In 3 sorsi – Lo Stato islamico (IS) ha rivendicato, tramite l’agenzia Amaq News, il suo primo attacco ufficiale nella Repubblica Democratica del Congo (RDC), annunciando la nascita di una nuova Wilayat nell’area, che accresce la presenza jihadista in Africa.
1. L’ATTACCO NELLA RDC
Lo Stato Islamico ha rivendicato il suo primo attacco nella Repubblica Democratica del Congo, colpendo un’area devastata da violenze, scontri e dall’epidemia del virus ebola. L’assalto, avvenuto nella provincia del Nord Kivu, a Bovata, vicino alla città di Beni, contro una caserma dell’esercito congolese, ha causato la morte di otto soldati ed è stato attribuito alle Forze Democratiche Alleate (ADF), una milizia islamista ribelle che combatte da due decenni sia i Governi congolesi che quelli ugandesi. L’ADF negli ultimi anni si è avvicinato molto all’ideologia dello Stato Islamico, modificando anche il nome del gruppo in Madinat al Tawhid wal Muwahedeen (MTM), “La città del monoteismo e dei guerrieri sacri”. In un raid condotto dall’esercito congolese in un campo dell’ADF/MTM nel febbraio 2018, nella città di Beni, furono rinvenuti una notevole quantità di materiali e libri pubblicati dallo Stato Islamico.
2. LA NUOVA WILAYAT
La rivendicazione sull’agenzia di stampa del gruppo, Amaq News, è un riconoscimento ufficiale della prima azione dello Stato Islamico nell’area.

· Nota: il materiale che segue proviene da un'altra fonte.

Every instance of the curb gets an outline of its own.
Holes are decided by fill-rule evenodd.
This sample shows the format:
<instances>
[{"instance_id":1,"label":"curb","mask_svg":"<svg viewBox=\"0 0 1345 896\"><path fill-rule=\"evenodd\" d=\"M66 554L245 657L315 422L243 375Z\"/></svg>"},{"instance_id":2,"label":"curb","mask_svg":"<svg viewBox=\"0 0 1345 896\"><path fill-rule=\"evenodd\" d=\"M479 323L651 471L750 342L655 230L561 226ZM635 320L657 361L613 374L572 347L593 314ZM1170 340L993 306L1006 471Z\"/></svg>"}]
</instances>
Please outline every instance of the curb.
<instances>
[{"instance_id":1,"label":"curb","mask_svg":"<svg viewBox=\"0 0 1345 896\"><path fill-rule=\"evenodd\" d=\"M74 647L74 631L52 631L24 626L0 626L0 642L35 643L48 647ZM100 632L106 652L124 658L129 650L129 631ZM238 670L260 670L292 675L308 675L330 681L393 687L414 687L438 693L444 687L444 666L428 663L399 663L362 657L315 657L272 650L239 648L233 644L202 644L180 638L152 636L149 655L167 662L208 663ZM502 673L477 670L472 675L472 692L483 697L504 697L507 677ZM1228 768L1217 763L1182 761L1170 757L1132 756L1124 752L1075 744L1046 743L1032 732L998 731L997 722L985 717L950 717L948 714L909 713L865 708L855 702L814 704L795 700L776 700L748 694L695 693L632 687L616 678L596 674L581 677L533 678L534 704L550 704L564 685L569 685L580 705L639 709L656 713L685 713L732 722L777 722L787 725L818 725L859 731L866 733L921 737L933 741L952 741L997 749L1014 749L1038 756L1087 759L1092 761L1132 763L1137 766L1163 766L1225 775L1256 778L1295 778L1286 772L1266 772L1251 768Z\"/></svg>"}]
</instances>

In seguito è stata anche rilasciata una dichiarazione nella quale è stata proclamata la nascita di una nuova provincia, la Wilayat Wasat Ifriqiyah, Provincia dell’Africa Centrale. In base a un report del Congo Research Group, l’ADF/MTM avrebbe ricevuto finanziamenti da un ex sponsorizzatore dell’IS, Waleed Ahmed Zein. Il report rintraccia finanziamenti, conti bancari e ricevute che mostrano il denaro trasferito da diversi Paesi tramite Zein, attraverso l’Uganda fino al gruppo africano. Il comando dell’AFRICOM, ha affermato che i combattenti hanno «legami significativi con lo Stato Islamico», fatto confermato anche dal Presidente congolese Tshisekedi, che ha dichiarato che l’ADF è stato infiltrato da membri dell’IS.

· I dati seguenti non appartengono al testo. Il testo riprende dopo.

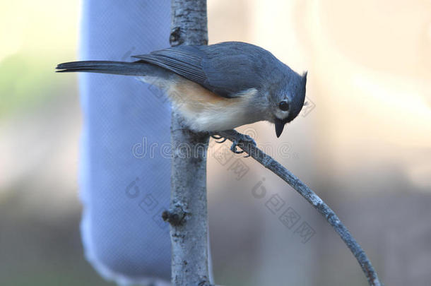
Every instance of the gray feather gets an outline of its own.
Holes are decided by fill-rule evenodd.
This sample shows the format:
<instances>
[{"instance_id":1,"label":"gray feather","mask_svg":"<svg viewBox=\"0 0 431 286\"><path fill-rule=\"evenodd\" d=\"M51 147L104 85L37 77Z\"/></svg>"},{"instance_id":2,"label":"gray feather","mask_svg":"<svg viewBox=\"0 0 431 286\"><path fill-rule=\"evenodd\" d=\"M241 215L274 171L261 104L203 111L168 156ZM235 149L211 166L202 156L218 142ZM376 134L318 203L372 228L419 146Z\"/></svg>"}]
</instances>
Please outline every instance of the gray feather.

3. IL JIHAD AFRICANO SI ESPANDE
La situazione di forte instabilità politica, sociale ed economica presente in molti Paesi africani costituisce un ambiente favorevole per l’espansione delle organizzazioni del terrorismo islamista. L’attacco nella Repubblica congolese è avvenuto in una regione fuori dal controllo del Governo e con forti problematiche sociali causate dall’alto tasso di povertà, violenza e di epidemie. Le aree saheliane e centroafricane sono terreni sempre più fertili per i grandi network jihadisti e per i piccoli gruppi locali che decidono di affiliarsi a essi. Negli ultimi anni il jihād in Africa ha avuto un’espansione notevole nelle aree citate, con relativo affollamento di sigle operative, non ultima quella dello Stato Islamico in Africa Centrale, tra Congo e Uganda. In Camerun, Ciad, Nord della Nigeria e Niger è attiva la Wilayat dello Stato Islamico in Africa Occidentale (ISWAP), nella quale sta affluendo un’altra sigla legata al Califfato, lo Stato Islamico nel Grande Sahara (ISGS), attivo in Mali e Burkina Faso. Tra Nigeria, Camerun e Ciad è forte la presenza di Boko Haram, in passato alleato all’IS, ma divenuto sempre più indipendente – e non per questo meno forte – dopo la scissione del 2016, quando la branca fedele al Califfo ha creato l’ISWAP. Nelle aree saheliane e centroafricane è presente, inoltre, il gruppo legato ad al-Qāʿida, Jama’a Nusrat ul-Islam wa al-Muslimin (JNIM), formata dalla fusione di gruppi jihadisti minori già operanti nella zona (Ansar Dine, Macina Liberation Front, Al-Mourabitoun e il ramo sahariano di AQMI). Tra Mali, Niger e Burkina Faso, infine, sono operativi due gruppi jihadisti minori, vicini all’ideologia qaedista, come Ansar-ul-Islam e il Movimento per l’Unicità e il Jihād in Africa Occidentale (MUJAO).